While Virgin Orbit expects the majority of their missions to begin in Mojave, they have designed the LauncherOne system to operate from multiple launch sites. Other planned launch sites include the Kennedy Space Center in Florida and Anderson Air Force Base in Guam, as well as sites in England, Japan, and Italy.
After takeoff from Mojave, Cosmic Girl flew west towards the Pacific Ocean. The Cosmic Girl carrier aircraft is a Boeing 747-400 that was previously operated as a passenger airliner for Virgin Atlantic. The aircraft was delivered to Virgin Orbit in 2015.
Cosmic Girl climbed to an altitude of 30,000 feet before turning south over the ocean towards the drop zone. The launch azimuth for the launch demo is approximately 163 degrees.
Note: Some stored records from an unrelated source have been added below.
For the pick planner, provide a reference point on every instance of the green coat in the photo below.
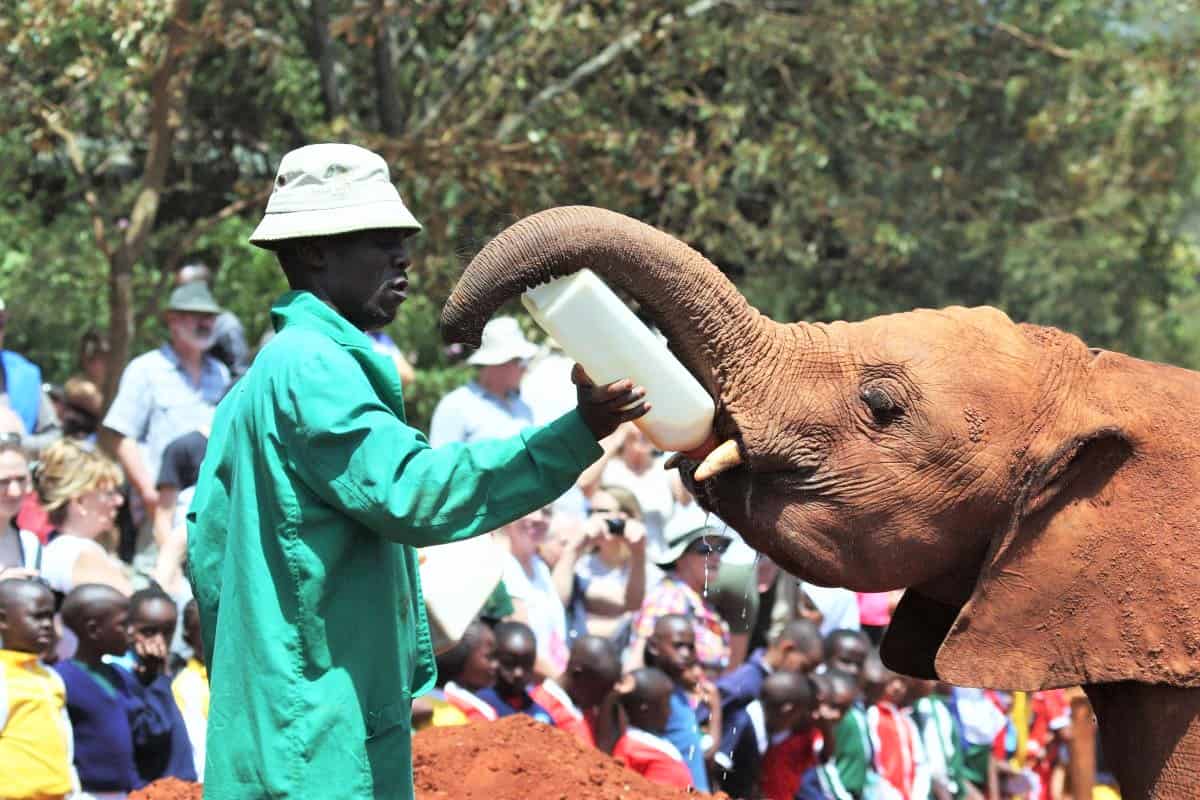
(309, 505)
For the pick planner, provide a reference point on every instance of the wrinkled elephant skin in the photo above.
(1041, 500)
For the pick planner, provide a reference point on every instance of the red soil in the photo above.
(520, 759)
(169, 788)
(513, 759)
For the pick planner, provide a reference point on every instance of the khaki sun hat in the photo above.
(684, 536)
(502, 342)
(195, 298)
(322, 190)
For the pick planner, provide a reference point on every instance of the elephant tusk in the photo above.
(726, 456)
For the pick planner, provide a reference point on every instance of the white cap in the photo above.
(502, 342)
(331, 188)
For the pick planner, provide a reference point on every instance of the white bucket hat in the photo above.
(331, 188)
(502, 342)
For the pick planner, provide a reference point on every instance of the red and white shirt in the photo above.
(652, 757)
(475, 709)
(563, 710)
(899, 753)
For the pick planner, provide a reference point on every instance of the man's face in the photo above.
(28, 621)
(192, 329)
(365, 275)
(514, 657)
(849, 655)
(154, 619)
(673, 647)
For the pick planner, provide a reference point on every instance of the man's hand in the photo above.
(151, 653)
(604, 408)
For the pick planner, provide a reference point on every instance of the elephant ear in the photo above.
(1085, 585)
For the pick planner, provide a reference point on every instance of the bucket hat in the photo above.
(330, 188)
(195, 298)
(681, 540)
(502, 342)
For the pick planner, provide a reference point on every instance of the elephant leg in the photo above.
(1150, 737)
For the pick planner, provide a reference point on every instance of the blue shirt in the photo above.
(469, 414)
(744, 684)
(683, 732)
(157, 402)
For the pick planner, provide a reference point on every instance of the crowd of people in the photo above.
(625, 614)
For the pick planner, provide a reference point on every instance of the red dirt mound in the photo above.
(520, 759)
(169, 788)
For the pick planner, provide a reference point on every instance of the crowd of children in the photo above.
(625, 615)
(803, 719)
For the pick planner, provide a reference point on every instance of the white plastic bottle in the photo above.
(598, 330)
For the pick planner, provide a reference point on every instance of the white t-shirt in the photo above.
(547, 618)
(59, 559)
(653, 492)
(838, 607)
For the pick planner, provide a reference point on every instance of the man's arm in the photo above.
(353, 452)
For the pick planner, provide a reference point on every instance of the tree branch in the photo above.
(1035, 42)
(622, 44)
(75, 155)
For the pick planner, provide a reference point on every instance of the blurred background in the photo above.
(838, 160)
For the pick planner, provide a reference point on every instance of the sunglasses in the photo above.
(703, 548)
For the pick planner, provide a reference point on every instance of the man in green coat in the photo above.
(315, 492)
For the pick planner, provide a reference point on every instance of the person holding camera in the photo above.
(612, 570)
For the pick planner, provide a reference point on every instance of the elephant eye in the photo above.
(883, 408)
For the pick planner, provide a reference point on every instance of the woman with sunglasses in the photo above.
(21, 552)
(612, 571)
(690, 560)
(78, 488)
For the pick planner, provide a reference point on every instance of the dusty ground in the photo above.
(513, 759)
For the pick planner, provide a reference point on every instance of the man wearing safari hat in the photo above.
(166, 392)
(491, 404)
(315, 492)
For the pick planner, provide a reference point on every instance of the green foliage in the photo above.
(837, 160)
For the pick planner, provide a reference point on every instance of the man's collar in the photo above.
(305, 310)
This would have taken LauncherOne southeast from the drop zone, which is southwest of San Nicolas Island, off the coast of southern California.
Cosmic Girl and LauncherOne conducted one “cold pass” through the drop point to verify all systems were go for launch, including winds in the launch zone. Teams then initiated the terminal count autosequence. Once ready for release, the pilots of Cosmic Girl pitched up 27 degrees to climb to approximately 35,000 feet. At this attitude and altitude, LauncherOne was dropped from Cosmic Girl’s wing.
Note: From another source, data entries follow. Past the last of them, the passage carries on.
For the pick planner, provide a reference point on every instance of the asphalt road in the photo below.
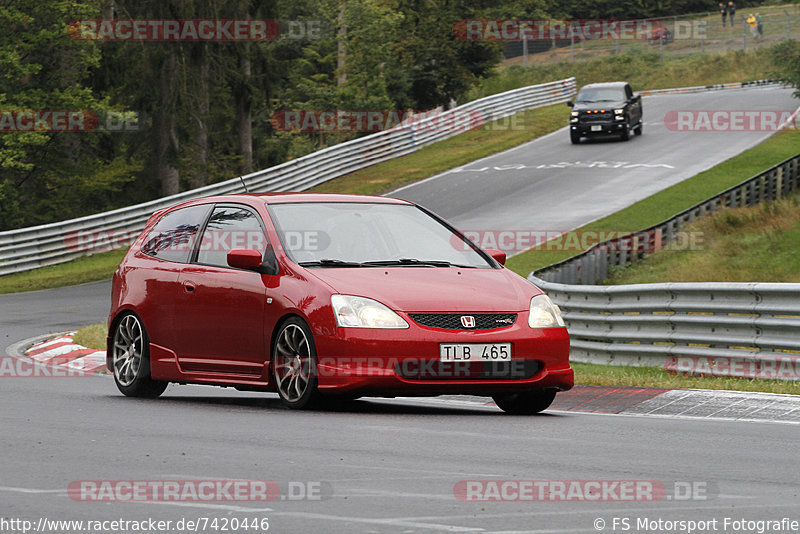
(549, 184)
(391, 465)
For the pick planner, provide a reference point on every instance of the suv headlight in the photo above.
(544, 314)
(361, 312)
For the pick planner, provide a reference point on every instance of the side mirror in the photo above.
(498, 255)
(245, 258)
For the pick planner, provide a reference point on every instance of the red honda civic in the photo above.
(317, 296)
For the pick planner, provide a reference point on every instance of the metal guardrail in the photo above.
(593, 265)
(726, 329)
(30, 248)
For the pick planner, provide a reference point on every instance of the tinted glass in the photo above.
(229, 228)
(364, 232)
(173, 237)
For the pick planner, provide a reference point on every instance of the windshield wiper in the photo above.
(412, 261)
(327, 262)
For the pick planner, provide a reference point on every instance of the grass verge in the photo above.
(641, 70)
(655, 377)
(79, 271)
(489, 139)
(94, 337)
(749, 244)
(674, 199)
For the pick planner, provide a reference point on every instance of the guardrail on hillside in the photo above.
(724, 329)
(593, 265)
(34, 247)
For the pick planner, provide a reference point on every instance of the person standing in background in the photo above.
(731, 11)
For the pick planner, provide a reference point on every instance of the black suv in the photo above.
(605, 109)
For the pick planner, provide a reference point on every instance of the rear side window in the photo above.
(173, 237)
(230, 227)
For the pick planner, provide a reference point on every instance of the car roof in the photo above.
(605, 84)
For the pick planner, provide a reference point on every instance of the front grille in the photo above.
(434, 370)
(452, 321)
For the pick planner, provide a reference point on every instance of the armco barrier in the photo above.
(30, 248)
(593, 265)
(724, 329)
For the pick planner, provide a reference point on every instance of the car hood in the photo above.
(434, 289)
(600, 105)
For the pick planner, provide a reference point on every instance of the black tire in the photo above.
(130, 359)
(527, 403)
(294, 365)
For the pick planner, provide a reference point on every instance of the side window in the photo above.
(173, 237)
(229, 228)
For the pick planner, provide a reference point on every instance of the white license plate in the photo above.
(475, 352)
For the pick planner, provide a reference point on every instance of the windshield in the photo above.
(355, 234)
(589, 95)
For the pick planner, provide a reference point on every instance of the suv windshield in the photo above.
(356, 234)
(589, 95)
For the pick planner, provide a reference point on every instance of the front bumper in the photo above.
(406, 362)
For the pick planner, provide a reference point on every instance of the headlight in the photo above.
(544, 314)
(361, 312)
LauncherOne maintained stability after release, and we ignited our first stage engine, NewtonThree. An anomaly then occurred early in first stage flight. We'll learn more as our engineers analyze the mountain of data we collected today.
— Virgin Orbit (@Virgin_Orbit) May 25, 2020
After five seconds of freefall, the first stage engine ignited to begin accelerating the vehicle towards space. However, shortly after first stage ignition, an anomaly occurred which resulted in flight termination.
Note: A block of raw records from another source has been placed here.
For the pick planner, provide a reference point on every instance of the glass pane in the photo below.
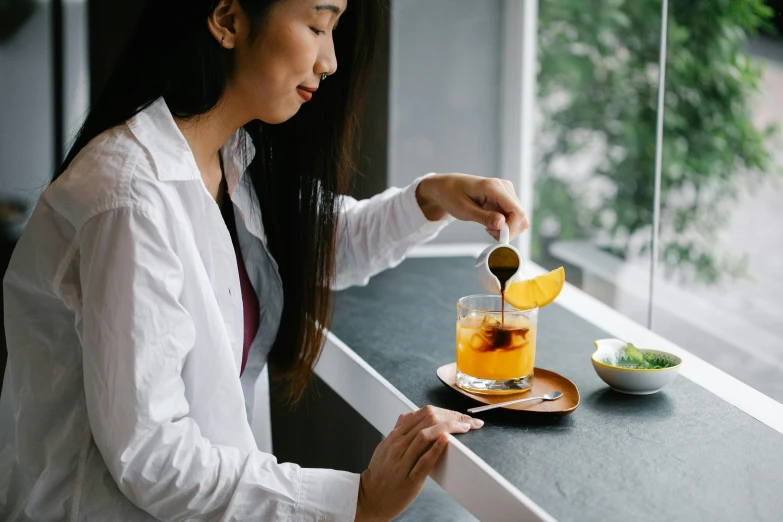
(597, 94)
(720, 290)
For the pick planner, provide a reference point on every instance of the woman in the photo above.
(133, 306)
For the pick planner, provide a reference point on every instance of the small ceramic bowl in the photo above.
(632, 380)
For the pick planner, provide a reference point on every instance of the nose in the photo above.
(326, 62)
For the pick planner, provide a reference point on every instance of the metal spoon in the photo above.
(551, 396)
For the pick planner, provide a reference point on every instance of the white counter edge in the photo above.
(732, 390)
(460, 472)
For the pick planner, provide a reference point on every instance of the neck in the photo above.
(206, 134)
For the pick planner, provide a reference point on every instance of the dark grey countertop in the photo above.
(681, 454)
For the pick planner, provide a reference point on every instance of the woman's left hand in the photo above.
(489, 201)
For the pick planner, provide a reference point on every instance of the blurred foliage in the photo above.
(598, 88)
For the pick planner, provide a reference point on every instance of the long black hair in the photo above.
(299, 168)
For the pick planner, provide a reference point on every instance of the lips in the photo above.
(306, 92)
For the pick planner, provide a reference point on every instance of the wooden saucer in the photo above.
(544, 381)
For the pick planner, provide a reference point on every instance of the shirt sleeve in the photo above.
(377, 233)
(136, 335)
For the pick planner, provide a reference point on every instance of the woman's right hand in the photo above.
(403, 460)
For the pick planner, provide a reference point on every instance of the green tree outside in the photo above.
(598, 81)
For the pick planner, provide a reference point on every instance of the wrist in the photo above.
(426, 197)
(362, 511)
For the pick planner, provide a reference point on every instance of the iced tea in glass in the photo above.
(495, 351)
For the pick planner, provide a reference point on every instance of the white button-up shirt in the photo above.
(122, 398)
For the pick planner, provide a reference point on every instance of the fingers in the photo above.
(422, 441)
(427, 461)
(432, 415)
(501, 193)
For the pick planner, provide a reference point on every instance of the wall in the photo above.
(445, 93)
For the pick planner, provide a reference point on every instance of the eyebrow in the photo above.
(328, 7)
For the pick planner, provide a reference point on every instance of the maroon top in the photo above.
(249, 297)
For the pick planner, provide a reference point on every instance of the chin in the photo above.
(281, 116)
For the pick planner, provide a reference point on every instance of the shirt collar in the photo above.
(157, 132)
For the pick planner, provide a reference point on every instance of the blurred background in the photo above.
(559, 96)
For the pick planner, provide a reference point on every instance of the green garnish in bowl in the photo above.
(632, 357)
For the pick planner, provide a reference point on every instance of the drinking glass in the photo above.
(496, 345)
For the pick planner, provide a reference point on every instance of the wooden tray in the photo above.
(544, 381)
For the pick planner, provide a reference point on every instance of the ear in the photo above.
(226, 22)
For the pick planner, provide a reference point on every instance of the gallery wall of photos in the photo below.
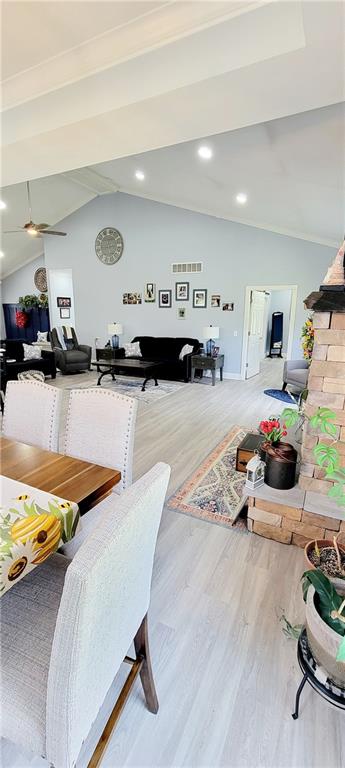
(182, 293)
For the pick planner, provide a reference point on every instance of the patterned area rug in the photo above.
(131, 387)
(215, 492)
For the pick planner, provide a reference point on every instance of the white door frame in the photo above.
(249, 289)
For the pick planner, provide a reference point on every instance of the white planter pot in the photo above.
(324, 642)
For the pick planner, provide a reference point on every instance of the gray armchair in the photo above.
(295, 374)
(74, 359)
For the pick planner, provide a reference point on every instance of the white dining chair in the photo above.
(67, 626)
(100, 428)
(32, 413)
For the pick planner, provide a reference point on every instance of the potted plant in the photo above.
(280, 457)
(329, 557)
(325, 623)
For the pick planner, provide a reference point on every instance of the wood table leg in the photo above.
(141, 645)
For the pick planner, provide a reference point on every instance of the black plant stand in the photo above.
(327, 689)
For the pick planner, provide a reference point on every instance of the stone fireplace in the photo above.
(306, 512)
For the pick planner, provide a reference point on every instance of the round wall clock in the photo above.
(40, 279)
(109, 245)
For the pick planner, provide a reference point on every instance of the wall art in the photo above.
(64, 301)
(150, 293)
(165, 298)
(181, 291)
(215, 300)
(200, 298)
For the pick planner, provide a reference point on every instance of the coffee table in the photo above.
(146, 368)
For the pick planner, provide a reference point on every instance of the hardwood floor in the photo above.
(225, 674)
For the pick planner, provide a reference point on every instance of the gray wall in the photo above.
(18, 284)
(155, 235)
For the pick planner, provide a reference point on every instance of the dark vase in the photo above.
(281, 461)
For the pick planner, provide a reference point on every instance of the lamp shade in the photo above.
(210, 332)
(115, 329)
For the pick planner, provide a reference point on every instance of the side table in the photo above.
(311, 674)
(207, 363)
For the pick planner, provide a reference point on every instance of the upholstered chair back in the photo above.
(105, 598)
(100, 428)
(32, 413)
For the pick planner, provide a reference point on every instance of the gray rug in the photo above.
(131, 387)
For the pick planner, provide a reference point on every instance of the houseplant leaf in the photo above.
(328, 599)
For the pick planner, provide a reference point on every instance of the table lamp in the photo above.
(115, 330)
(211, 332)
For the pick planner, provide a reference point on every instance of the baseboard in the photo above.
(226, 375)
(237, 376)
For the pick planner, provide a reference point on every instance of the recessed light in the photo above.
(205, 152)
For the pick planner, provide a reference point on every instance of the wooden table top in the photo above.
(73, 479)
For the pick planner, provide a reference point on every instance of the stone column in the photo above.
(326, 382)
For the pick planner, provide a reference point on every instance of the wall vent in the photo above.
(188, 267)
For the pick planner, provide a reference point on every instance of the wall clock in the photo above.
(109, 245)
(40, 279)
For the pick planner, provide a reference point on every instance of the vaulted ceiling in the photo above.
(103, 84)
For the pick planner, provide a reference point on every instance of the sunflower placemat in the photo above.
(33, 524)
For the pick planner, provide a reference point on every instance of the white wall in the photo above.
(155, 235)
(60, 283)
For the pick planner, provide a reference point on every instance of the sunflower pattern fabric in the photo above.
(33, 524)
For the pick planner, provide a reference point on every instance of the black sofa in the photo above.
(166, 349)
(13, 362)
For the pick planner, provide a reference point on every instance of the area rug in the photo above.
(215, 491)
(279, 394)
(131, 387)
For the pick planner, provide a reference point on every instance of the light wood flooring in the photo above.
(226, 676)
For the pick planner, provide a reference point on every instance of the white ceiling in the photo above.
(127, 78)
(291, 169)
(176, 72)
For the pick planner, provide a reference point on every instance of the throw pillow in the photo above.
(42, 336)
(31, 353)
(186, 350)
(132, 349)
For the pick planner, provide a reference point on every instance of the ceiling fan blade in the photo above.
(53, 232)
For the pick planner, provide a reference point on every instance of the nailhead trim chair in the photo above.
(100, 428)
(67, 626)
(32, 413)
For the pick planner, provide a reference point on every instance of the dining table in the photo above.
(42, 497)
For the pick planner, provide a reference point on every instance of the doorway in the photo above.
(263, 302)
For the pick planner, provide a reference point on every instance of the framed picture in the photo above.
(133, 298)
(165, 298)
(64, 301)
(199, 298)
(181, 291)
(215, 300)
(150, 293)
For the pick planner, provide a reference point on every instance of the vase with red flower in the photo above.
(280, 457)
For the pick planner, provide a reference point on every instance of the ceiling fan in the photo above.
(35, 230)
The first stage is powered by the NewtonThree rocket engine, fueled by Rocket Propellant 1 (RP-1) and Liquid Oxygen (LOX). The NewtonThree engine produces 75,000 pounds of thrust. After approximately three minutes of powered flight, fuel levels deplete, and the first stage shuts down.
The first and second stages then separate, and the second stage engine ignites. Powering the second stage is a restartable RP-1 and LOX engine named NewtonFour, which delivers 5,000 pounds of thrust. After stage 2 ignition, the fairing which protects the payload during ascent separates from the rocket.
The entire LauncherOne vehicle is a lightweight, all-carbon composite design built in house by Virgin Orbit at their factory in Long Beach, California. The LauncherOne vehicle is also equipped with an automated flight termination system, or AFTS, a feature only shared by Rocket Lab’s Electron rocket and SpaceX’s Falcon rocket family.
If all of the previous phases of flight had proceeded nominally, then LauncherOne’s ascent would have concluded with the second stage shutting down in Low Earth Orbit. If the launch was successful, LauncherOne would have become the first orbital-class, liquid-fueled, horizontally launched rocket to reach space.
After payload deployment, the second stage of LauncherOne would have been deorbited to minimize space debris. The mass simulator payload on the launch demo would also have been deployed into a low orbit that would naturally decay due to atmospheric drag relatively quickly.
The LauncherOne system can deliver up to 500 kilograms of payload to an equatorial, 230 kilometer altitude Low Earth Orbit, and up to 300 kilograms to a 500 kilometer Sun Synchronous Orbit. With the addition of an optional third stage, LauncherOne can also deliver payloads to higher Earth orbits, the moon, or interplanetary destinations.
Virgin Orbit has already developed a growing LauncherOne launch manifest. One notable future LauncherOne mission is the ELaNa-20 mission for NASA, which will deliver 10 CubeSats to Low Earth Orbit. Other customers for future LauncherOne missions include the OneWeb satellite internet constellation and the United States military. With multiple launch vehicles progressing through production, including the next one currently readying for system-level testing, a second attempt to reach orbit may occur relatively soon.